Mons. Giuseppe Russo: “Sarà importante l’ascolto dei sacerdoti”

foto Mattia Santomarco
07 Dic 2023

“Osservavo spesso il Signore mentre tesse la storia di chi mi è attorno, mai pensando che avrebbe puntato la sua attenzione proprio su di me. E così è accaduto quando ho avuto notizia dalla Nunziatura della mia nomina a vescovo” – ha raccontato alla stampa mons. Giuseppe Russo, neo arcivescovo di Altamura-Gravina-Acquaviva delle Fonti, subito dopo l’annuncio di mons. Ciro Miniero in episcopio. Risiedendo a Santa Marta, egli ha parlato del colloquio cordiale con il Santo padre al quale ha raccontato gli anni entusiasmanti vissuti al servizio edilizia di culto e di quelli particolarmente faticosi all’Apsa ma molto formativi in termini di consapevolezza “che mi hanno quasi preparato a questa nomina episcopale”.

Un pensiero commosso è stato rivolto alla memoria del defunto arcivescovo mons.
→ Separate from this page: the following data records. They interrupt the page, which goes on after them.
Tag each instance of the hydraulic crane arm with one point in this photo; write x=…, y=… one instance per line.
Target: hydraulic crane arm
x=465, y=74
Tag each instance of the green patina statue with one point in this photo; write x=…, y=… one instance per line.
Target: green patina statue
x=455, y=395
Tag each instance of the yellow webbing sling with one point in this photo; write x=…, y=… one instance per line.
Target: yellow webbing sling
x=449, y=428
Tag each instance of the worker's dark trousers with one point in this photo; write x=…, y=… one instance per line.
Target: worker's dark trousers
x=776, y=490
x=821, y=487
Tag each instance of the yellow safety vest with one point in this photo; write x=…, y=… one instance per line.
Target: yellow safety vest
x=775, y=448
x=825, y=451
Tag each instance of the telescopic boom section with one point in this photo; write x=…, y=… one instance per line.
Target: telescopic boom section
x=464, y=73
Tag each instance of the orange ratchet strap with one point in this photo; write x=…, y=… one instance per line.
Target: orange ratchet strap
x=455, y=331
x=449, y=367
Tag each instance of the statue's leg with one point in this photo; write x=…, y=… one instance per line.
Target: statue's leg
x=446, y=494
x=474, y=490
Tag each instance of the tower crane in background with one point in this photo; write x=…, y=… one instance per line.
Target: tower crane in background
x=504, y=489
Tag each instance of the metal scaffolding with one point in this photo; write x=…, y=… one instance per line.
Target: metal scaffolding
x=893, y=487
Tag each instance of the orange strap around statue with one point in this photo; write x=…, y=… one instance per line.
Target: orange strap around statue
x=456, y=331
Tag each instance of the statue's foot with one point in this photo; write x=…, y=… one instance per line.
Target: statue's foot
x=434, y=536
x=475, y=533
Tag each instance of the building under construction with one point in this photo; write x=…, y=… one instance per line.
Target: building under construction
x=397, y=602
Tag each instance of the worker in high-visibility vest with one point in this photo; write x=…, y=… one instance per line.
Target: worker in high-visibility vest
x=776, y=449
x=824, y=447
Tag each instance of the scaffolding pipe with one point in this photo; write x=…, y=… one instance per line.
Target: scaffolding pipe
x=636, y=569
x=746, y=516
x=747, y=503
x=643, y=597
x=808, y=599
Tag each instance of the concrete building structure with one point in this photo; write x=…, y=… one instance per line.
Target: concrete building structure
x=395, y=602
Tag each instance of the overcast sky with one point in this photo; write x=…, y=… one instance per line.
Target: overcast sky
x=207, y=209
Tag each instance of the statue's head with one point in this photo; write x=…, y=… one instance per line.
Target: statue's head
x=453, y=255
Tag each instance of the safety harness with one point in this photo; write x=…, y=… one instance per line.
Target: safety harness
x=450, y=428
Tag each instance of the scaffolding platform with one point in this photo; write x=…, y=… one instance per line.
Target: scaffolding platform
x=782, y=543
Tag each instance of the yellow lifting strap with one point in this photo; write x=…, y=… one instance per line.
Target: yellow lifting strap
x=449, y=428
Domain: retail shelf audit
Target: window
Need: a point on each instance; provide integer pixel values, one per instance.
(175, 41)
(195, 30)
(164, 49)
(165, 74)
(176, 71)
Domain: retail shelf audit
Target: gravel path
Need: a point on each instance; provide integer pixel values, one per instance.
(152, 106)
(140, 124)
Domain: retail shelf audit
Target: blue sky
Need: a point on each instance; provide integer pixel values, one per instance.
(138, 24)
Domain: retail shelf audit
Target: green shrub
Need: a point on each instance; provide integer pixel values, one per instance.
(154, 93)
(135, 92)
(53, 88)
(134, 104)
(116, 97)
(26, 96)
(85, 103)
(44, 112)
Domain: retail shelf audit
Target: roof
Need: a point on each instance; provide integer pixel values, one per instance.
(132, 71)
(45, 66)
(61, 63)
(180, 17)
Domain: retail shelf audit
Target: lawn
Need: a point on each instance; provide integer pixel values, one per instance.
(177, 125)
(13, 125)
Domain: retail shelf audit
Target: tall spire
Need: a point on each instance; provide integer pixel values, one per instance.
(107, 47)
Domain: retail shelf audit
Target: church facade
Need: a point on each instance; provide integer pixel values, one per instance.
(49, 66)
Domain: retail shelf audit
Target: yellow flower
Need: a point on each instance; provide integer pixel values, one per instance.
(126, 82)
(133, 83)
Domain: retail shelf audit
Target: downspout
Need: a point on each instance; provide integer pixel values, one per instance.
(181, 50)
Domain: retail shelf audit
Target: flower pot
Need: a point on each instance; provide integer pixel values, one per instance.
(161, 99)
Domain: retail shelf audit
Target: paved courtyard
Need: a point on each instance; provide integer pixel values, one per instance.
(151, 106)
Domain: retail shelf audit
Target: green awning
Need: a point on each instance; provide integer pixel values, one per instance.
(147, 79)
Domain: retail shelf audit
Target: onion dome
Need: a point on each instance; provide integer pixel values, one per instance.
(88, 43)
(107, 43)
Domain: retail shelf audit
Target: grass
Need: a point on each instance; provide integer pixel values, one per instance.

Benigno Luigi Papa il quale apprezzava molto il suo impegno quale direttore dell’Ufficio diocesano per i beni culturali. “Un giorno – ha ricordato – mentre gli stavo porgendo della documentazione, mi chiese all’improvviso se mi sarebbe piaciuto diventare responsabile del Servizio nazionale per l’edilizia di culto nell’ambito della Cei. Ben sorpreso, risposi affermativamente ma poi passarono dei mesi e pensai che tutto fosse sfumato. Invece non fu così e ne fui molto contento”

Mons. Giuseppe Russo non ha nascosto l’emozione e tanta gratitudine a Dio in quel momento fortemente coinvolgente della nomina, aggiungendo però che è importante andare al di là di tutto, mettendo ben a fuoco il significato del nuovo incarico che lo attende, evidenziando l’importanza di quest’ultima per la comunità ecclesiale sarà inviato e per il territorio d’appartenenza. “ll vescovo – ha detto –  si fa portavoce di un progetto di vita che incrocia quelli che provengono da altre agenzie, quali il Comune, la Provincia, la prefettura, la scuola ecc. In misura maggiore dei parroci, egli è chiamato a dialogare e a fornire un contributo importante per la crescita del territorio e non solo della Chiesa. Perciò dovrò ben prepararmi all’ordinazione episcopale e poi soprattutto all’ingresso nella mia nuova diocesi”.

“Penso al compito di grande impegno che mi attende in quanto non è facile essere prete e ancor di più fare il vescovo – ha continuato –  Le responsabilità sono tante e gravose. Tutti possiamo sbagliare ma occorre cercare di non farlo. È come per i genitori, che possono avere battute a vuoto nel loro compito, ma in quel caso possono provocare disagi importanti nei propri figli e anche in coloro che gli sono attorno. Questa responsabilità si sente particolarmente per quanto riguarda il rapporto con i sacerdoti, per esempio”.

“ Il Nunzio Apostolico – ha riferito – mi ha raccomandato particolarmente, come credo faccia sempre con tutti coloro che sono eletti vescovi, una dedizione particolare nelle relazioni con i presbiteri, affinché possa conoscerli, entrare veramente in relazione con loro, comprenderne le condizioni di vita, i progetti, le aspettative ecc. Ma poi c’è ovviamente il  popolo di Dio, il laicato, da qualificare e da valorizzare sempre di più e sempre meglio, attuando quella sinodalità di cui si parla molto in questo periodo”.

“C’è da intraprendere – ha concluso – un grande lavoro in prospettiva e di ammodernamento delle strutture, sempre in funzione pastorale, ma non è un obiettivo fine a se stesso ma funzionale all’ annuncio del Vangelo e, se possibile, a far crescere la città e la diocesi”.